Machine Learning Problem
This blog post summarizes information about a machine learning problem that a group of us is solving. If you want to find out more or participate, please contact me.
PROBLEM: The problem is that XBRL-based financial reports submitted to the SEC using US GAAP or IFRS do not have explicit identifiers in them to allow you to easily extract information from the report. For example, you cannot simply say "give me the balance sheet" or "give me the reconciliation of income taxes between expected statutory rates and actual rates." You have to provided more detailed rules to overcome the missing unique identifiers.
SOLUTION: The solution is to use prototype theory to identify the pieces that make up the specific disclosure within an XBRL-based financial report and then use that information to identify each specific disclosure so you can extract that information. To do this you need:
- Disclosure names: A machine readable list of financial disclosures (which I happen to have for US GAAP).
- Identification rules: The rules that are used to describe the components of a disclosure (which I also happen to have for about 70 disclosures; here is an example for one disclosure.)
- Reports: A list of reports that you want to figure out what each disclosure is (here is a starter set of 10; this will grow to the complete set of 5,734)
- Software to run process: A supervised AI that does machine learning and uses clustering to figure out the similarities or clusters within reports, then a human uses that information to assign the correct name from the list of disclosures (i.e. the first bullet point above).
TECHNIQUE: The objective is to get every disclosure and the rules to identify that disclosure in XBRL-based financial reports.
- Starter list of companies: Here is a list of US GAAP XBRL-based financial rerports, all 10-Ks in machine readable RSS. We will add companies to that list as the process gets dialed in.
- Start with one rule for a common disclosure: Start with this first rule which 100% of companies have this "document information" disclosure.
- Read XBRL presentation relations: If you iterate through each of the reports in the list (#1) and change the name from "*.xml" to *_pre.xml", so the Microsoft 10-K XBRL instance, you get the company XBRL taxonomy XBRL presentation relations that supports that Microsoft 10-K, this will give you a sense for the task.
- Read XBRL calculation relations: Changing the XBRL instance from "*.xml" to "*_cal.xml" will give you the XBRL calculation relations. Those have roll up information that is very helpful in identifying disclosures that are roll ups.
- Use information in rules to find disclosure: Use a disclosure rule to find the network that contains the disclosure that matches that disclosure rule. Mark the network indicating that what is represented by the network (i.e. which disclosure). Once you discover what a network represents, you don't ever need to read that network again.
- Repeat: Repeat this process for every report and every disclosure. Ultimately, we will add more reports and more disclosures.
- Back into new rules using machine learning (likely clustering): Steps 1 through 6 are just a mechanical process, but it helps you truly understand the task.

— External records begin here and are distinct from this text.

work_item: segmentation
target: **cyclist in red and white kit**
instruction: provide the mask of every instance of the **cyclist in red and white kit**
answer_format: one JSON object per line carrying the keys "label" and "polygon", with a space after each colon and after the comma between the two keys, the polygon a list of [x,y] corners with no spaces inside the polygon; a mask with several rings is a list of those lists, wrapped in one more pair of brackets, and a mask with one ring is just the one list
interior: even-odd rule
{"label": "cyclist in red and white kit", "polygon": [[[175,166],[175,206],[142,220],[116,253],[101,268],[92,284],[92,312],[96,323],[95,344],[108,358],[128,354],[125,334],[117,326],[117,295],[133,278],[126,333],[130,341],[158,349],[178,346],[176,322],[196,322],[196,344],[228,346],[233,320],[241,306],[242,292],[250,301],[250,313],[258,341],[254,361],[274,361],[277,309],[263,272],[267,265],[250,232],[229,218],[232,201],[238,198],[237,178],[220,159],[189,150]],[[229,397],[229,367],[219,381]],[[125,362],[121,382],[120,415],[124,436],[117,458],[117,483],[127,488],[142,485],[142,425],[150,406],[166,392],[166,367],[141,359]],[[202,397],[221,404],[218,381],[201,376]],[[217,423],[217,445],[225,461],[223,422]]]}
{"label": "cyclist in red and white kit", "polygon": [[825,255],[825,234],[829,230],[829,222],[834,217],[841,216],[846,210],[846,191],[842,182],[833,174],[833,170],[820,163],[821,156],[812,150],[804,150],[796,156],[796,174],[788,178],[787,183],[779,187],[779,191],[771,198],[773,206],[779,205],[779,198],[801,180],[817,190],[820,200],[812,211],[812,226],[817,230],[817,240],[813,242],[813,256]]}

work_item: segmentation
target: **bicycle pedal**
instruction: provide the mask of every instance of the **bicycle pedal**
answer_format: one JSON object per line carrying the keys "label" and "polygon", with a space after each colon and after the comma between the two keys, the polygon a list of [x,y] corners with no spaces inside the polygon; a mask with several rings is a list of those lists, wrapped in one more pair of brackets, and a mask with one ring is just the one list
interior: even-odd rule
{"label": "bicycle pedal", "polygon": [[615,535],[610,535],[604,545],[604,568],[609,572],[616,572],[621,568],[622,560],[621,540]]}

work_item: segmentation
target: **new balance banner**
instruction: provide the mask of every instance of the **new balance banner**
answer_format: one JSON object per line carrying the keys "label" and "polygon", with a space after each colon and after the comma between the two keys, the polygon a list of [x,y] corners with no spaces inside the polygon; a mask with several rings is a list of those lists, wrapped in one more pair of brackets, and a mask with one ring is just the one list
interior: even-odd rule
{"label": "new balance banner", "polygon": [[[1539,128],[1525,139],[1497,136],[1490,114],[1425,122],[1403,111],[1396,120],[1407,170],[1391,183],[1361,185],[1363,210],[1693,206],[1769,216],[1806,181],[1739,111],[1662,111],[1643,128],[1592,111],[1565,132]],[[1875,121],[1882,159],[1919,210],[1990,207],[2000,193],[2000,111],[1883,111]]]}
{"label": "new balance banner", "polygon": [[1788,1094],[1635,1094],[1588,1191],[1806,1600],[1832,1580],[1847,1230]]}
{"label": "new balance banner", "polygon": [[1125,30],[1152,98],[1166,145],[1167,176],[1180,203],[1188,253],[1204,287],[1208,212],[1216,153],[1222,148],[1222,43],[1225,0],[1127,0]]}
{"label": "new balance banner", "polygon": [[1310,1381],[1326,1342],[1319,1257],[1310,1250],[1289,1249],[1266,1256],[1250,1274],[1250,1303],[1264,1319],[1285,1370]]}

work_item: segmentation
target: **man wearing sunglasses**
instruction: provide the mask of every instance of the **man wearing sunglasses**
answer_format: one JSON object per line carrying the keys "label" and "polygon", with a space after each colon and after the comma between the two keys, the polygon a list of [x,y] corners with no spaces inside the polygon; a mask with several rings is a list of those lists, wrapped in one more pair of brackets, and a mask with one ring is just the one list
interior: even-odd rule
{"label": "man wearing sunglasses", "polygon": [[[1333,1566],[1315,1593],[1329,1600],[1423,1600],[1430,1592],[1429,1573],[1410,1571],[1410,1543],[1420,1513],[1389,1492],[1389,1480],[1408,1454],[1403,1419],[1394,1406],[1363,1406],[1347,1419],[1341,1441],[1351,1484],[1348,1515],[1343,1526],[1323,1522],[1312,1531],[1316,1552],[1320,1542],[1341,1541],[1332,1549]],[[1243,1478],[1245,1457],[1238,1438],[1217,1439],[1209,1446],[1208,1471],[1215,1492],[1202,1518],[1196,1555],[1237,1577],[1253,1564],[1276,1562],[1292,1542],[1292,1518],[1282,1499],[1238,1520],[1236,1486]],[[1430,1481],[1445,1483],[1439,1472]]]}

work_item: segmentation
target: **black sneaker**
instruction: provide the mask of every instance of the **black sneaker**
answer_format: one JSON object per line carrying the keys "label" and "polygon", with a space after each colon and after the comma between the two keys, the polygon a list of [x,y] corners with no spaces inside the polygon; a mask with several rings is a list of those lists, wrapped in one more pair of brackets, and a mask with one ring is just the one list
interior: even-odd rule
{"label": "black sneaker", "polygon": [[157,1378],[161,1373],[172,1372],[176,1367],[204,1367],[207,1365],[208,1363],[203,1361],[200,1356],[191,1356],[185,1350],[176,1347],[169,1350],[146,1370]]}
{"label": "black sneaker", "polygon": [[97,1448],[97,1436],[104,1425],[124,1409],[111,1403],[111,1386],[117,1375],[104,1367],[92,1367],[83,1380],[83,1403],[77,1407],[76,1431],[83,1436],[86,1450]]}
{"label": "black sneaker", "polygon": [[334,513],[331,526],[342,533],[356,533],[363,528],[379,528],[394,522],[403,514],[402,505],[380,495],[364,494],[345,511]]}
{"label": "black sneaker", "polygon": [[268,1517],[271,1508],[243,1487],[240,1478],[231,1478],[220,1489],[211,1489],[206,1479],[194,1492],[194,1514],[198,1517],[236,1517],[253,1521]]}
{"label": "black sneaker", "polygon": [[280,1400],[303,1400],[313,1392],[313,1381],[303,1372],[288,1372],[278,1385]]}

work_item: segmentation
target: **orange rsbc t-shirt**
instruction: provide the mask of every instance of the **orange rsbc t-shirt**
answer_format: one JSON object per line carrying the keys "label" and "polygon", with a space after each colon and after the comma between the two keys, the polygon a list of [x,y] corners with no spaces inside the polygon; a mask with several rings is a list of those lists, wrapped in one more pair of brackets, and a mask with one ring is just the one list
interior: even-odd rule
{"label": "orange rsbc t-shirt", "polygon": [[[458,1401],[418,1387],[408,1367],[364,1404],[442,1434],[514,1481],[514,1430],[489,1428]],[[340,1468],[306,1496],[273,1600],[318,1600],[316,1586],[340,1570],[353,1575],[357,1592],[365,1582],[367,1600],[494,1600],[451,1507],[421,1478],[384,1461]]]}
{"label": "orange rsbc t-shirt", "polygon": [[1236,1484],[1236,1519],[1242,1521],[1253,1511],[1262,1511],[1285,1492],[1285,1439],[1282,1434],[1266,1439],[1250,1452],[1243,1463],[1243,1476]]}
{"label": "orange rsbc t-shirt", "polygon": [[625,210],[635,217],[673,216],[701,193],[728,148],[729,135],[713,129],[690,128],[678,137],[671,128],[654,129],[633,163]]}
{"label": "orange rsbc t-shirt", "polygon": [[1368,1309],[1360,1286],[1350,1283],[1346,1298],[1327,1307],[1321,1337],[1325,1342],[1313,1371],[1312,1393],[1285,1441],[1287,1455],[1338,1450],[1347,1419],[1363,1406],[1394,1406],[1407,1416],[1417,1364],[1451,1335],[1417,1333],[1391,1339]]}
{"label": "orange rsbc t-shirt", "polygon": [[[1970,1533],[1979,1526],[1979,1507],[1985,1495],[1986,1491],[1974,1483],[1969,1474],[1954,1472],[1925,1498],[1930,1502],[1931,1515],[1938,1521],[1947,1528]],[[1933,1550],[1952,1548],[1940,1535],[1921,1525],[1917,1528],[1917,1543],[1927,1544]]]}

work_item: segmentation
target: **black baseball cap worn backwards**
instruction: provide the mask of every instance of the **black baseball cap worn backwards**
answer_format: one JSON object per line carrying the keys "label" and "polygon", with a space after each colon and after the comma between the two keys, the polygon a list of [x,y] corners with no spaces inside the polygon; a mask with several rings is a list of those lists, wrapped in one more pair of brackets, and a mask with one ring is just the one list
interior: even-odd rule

Once all the disclosures for which there are rules have been identified (this is is the result); the task is to get the machine learning AI to use this information to find smilar pattrens using clustering.
- Name and tweak machine learning results: The AI will likely be able to find disclosure patterns, but it will not be able to give that pattern a name. Humans will do that. The named disclosure gets added to the list along with the rules to discover the disclosure.
So that is the initial process. Once this process is understood, we will build on that process. The networks that contain the presentation relations will work to a degree and is a good starting point; but using the network level will fall apart. Why? Because sometimes networks contain multiple disclosures. The solution? Use the "fact set" level.
Eventually, we will want to tune this further by separating the reporting entities into different lists. For example, banks have different disclosures that software companies. Insurance companies are unique from banks and software companies. Understanding these uniquenesses helps one understand how this information will be used.
Once we get all this working for US GAAP reports; we will repeat this process for IFRS reports.